Quem olha para Diego Freitas Rodrigues acha que ele é um roqueiro old school que gosta de filmes. É preciso conhecer mais de perto para saber que ele é doutor em Ciência Política, especialista em Bioética e professor de mestrado e doutorado na Pós Graduação em Sociedade, Tecnologias e Políticas Públicas (SOTEPP) do Centro Universitário Tiradentes (Unit/AL). O olhar mais atento vai revelar, ainda, um nerd raiz que brinda os alunos com os exemplos mais criativos possíveis.

“Nas minhas aulas uso diversas metáforas envolvendo quadrinhos e cinema. Dei um curso de Metodologia Científica aqui na Unit uma vez usando ‘Guerra Mundial Z’ com os alunos e foi um sucesso. Lembro até do comentário de uma aluna dizendo que tinha medo de filme de terror e ao final ela me procurou dizendo que foi fantástico, uma experiência ótima e que ela nem viu os zumbis, só pensava no objetivo geral da pesquisa, o método, as técnicas”, relembra Diego.

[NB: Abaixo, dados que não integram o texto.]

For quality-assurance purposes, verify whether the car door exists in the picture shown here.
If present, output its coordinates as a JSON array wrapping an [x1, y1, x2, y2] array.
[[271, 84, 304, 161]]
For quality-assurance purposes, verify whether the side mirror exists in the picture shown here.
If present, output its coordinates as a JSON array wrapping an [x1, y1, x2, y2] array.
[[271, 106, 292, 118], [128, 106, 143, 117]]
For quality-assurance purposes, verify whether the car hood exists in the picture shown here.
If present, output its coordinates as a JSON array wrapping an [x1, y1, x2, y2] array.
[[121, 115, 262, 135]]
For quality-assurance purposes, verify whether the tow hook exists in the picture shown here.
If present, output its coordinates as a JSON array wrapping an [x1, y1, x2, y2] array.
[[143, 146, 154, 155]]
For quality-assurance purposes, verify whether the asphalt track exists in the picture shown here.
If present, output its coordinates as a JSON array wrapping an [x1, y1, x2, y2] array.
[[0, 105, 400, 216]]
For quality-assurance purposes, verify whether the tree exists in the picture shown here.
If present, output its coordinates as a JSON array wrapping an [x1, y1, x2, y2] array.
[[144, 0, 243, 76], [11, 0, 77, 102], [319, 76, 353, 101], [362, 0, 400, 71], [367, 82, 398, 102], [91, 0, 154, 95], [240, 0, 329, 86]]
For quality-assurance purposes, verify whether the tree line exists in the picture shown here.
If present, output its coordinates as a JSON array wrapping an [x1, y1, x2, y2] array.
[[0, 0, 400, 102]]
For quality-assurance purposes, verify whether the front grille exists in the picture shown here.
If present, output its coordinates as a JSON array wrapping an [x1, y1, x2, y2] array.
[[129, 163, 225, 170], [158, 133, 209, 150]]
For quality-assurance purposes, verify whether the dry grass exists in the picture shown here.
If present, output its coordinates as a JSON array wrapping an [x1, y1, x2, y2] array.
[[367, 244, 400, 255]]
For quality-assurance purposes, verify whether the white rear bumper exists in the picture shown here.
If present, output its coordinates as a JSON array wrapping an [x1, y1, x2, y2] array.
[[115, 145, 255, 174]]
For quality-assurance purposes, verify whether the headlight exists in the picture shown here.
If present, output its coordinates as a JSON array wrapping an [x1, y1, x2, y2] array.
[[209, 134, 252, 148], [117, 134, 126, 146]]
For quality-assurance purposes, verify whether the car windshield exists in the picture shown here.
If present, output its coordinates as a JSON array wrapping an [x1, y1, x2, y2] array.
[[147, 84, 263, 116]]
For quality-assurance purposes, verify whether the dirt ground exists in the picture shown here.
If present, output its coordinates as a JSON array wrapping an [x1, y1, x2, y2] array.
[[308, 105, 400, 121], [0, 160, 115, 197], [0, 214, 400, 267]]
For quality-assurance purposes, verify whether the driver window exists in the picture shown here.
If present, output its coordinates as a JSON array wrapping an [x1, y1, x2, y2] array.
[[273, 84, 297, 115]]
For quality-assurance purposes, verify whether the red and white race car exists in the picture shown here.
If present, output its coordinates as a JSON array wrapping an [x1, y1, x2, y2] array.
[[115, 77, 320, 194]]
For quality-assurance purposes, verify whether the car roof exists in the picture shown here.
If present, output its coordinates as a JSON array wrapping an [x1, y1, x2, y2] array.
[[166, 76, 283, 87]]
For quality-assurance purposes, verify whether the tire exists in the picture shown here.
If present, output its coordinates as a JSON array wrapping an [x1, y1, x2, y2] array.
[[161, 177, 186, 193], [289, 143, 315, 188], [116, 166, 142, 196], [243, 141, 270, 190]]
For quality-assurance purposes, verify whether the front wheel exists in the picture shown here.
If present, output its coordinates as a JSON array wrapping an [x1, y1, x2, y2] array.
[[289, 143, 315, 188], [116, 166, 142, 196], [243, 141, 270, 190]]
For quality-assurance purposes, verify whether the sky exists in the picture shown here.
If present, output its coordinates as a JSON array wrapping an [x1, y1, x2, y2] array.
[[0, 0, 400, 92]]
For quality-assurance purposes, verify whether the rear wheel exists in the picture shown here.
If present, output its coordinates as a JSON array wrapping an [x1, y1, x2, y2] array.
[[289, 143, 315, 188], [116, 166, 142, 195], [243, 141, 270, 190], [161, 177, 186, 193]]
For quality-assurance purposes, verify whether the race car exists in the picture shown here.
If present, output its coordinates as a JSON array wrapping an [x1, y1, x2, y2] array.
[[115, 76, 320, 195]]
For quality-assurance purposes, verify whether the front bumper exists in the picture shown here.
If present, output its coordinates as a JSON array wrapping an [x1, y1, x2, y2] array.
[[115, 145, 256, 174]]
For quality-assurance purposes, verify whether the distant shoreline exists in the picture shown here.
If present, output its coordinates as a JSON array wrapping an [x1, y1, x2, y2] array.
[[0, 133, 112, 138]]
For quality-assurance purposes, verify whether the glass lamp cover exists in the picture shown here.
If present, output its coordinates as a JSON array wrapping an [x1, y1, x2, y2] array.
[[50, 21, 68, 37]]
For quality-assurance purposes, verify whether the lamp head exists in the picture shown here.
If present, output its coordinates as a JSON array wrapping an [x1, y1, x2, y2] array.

Como um bom professor, ele explica didaticamente como ganhou espaço o sentido de HQs serem coisa para criança: apesar de, no surgimento, serem voltas para o público adulto, como histórias ou literatura pulp, a associação mais forte ao público infantil veio do predomínio da Disney e suas revistinhas do Mickey, Pateta e Zé Carioca, além do “período nefasto” nos Estados Unidos na década de 1950, com o Macartismo ou caça às bruxas.

“Houve uma perseguição aos quadrinistas, entre outros artistas da época. A censura foi muito forte, então, as histórias acabaram sendo mais infantilizadas, ao contrário do que ocorria nas histórias em quadrinhos da década de 1920, 1930, 1940. A situação só foi começar a mudar nos anos 1970”, explica Diego Freitas.

No Brasil, onde predominavam as histórias do Menino Maluquinho e Turma da Mônica entre o público infantil, quadro semelhante de censura entre as obras para adultos foi vivido durante os anos da ditadura militar, encerrada apenas em 1985.

A longa relação entre HQ, TV e cinema
Apesar das críticas recentes aos filmes de heróis onipresentes nas salas de cinema e streamings, o professor Diego Freitas explica que as adaptações de HQs para filmes e séries são antigas e para todos os públicos possíveis. Desde os seriados clássicos na TV do George Reeves como Superman nos anos 1950 – que não é o Christopher Reeve do cinema de 1970-80 – e a Mulher Maravilha com Linda Carter, nos anos 1970, muita coisa já passou pelas páginas dos quadrinhos.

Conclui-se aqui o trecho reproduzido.